I prefer my food to not be Michelin-rated. I lack the bourgeois sophistication to pair wines and liquors with meats and seafood. I can’t justify spending a month’s salary on one meal. I don’t want the stress of figuring out what utensil to use of the 15 placed before me. Give me fish wrapped in newsprint and I am sated and content. I love simple, good food at modest establishments. With AZ Food and Wine I want to write about the hidden gems in our neighborhoods found in the Valley of the Sun. I will leave it to the masters of fine dining to share with us the recommendations and benefits of exquisite dining.
My first review is the Middle Eastern Bakery & Deli located on 3052 N 16th Street, Phoenix. I chose this deli/grocery combination for one reason and one reason only: lemonade! In 2009, the Phoenix New Times ranked Middle Eastern Bakery & Deli’s lemonade as the “best lemonade.” I absolutely love lemonade. My go-to drink when ordering a beverage is always lemonade. I though am usually sorely disappointed when a mixture of watered down Country Time or Crystal Light is brought to the table. Blech… That is not lemonade! Knowing there is an eatery in Phoenix boasting of a number one ranking for lemonade, I had to see for myself if it truly is worthy of being called number one.
My young friend and foodie, Bethany accompanied me to critique and evaluate the lemonade at Middle Eastern Bakery. The place is a quaint little market stocked with Middle Eastern foods and spices, a limited amount of tables for dining in, and a fairly large glass display case housing delectable baked goods such as baklava and falafel, as well as cheeses, olives and salads. I ordered both of us a large Greek salad, split between the two of us and lemonades for each. We sat down at the table and were served our food and drink, and so began our epic journey indulging in what quickly became “the nectar of the gods.”
Removing the plastic cap from the Styrofoam cup, the lemonade lacked any aroma; yet, it had a beautiful light amber glow and was void of any pulp. The moment of truth was taking a sip and filling our mouths with what was the most delicious balance of flowery, sweet, yet lightly hinted lemon elixir. The infusion of rosewater and honey burst a smooth yet delicate flavor to our taste buds.
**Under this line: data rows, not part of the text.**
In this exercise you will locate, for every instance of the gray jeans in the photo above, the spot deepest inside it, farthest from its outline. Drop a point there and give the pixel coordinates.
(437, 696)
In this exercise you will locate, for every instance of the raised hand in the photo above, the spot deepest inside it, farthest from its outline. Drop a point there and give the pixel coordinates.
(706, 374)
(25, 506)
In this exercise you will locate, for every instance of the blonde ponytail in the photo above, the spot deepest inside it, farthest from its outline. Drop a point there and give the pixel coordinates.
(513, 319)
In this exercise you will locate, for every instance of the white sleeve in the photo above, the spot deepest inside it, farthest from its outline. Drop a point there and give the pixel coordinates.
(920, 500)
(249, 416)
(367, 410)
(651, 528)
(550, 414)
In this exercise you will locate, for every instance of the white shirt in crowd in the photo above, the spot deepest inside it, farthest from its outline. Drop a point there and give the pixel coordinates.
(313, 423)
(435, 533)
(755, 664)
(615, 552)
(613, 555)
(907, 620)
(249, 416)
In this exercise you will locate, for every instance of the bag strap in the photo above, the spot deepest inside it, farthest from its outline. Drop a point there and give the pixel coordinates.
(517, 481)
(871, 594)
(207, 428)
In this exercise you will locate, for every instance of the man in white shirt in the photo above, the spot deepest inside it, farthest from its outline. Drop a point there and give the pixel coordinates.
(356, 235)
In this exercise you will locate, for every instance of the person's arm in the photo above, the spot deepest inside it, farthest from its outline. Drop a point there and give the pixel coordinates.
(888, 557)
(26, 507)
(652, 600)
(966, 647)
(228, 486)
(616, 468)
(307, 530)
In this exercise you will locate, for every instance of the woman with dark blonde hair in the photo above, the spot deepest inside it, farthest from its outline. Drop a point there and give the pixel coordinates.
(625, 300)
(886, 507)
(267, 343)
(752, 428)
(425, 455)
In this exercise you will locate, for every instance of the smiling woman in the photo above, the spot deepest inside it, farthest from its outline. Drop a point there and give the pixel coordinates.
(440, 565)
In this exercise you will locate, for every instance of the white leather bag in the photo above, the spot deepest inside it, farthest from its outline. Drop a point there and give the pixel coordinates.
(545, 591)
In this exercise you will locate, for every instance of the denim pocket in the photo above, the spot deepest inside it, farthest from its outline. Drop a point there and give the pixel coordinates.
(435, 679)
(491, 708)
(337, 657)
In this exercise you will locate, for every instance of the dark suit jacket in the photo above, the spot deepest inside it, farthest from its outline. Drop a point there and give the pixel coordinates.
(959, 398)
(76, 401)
There was no latent aftertaste, tartness or bitterness with each sip. More importantly, this little luxury served as a trou normand with our meal.
The Greek salad was incredibly flavorsome. Each piece of lettuce and vegetable was crisp, clean and laced with just the right amount of tangy dressing. The salad came with a soft, warm homemade pita. Bethany, who has food allergies and sensitivities, was unable to eat the pita, but the owner warmed up a gluten-free pita for her at no extra charge. This pita was as soft in texture and delicious as the original. Both of us ripped our pitas and dunked them into the pools of dressing left from the salad. So how did our lemonade act as a trou normand? Well, after taking several bites of the salad, we would sip our drinks and the combination of sweet honey rosewater flavors would cleanse our palates and prepare our taste buds to enjoy the crisp, clean flavors of the salad all over again. Drinking our lemonade was an unexpected and welcomed culinary perk.
Our shared lunch at Middle Eastern Bakery & Deli was less than $13. I would definitely return to sample their hot foods of lamb kebabs, tabbouleh, or baba ghanouj. However, the salad and pita were a perfect light meal for a triple digit summer day. But the purpose of going to the bakery was to confirm if the lemonade was worth the number one ranking. Wholeheartedly two of us agree that it is!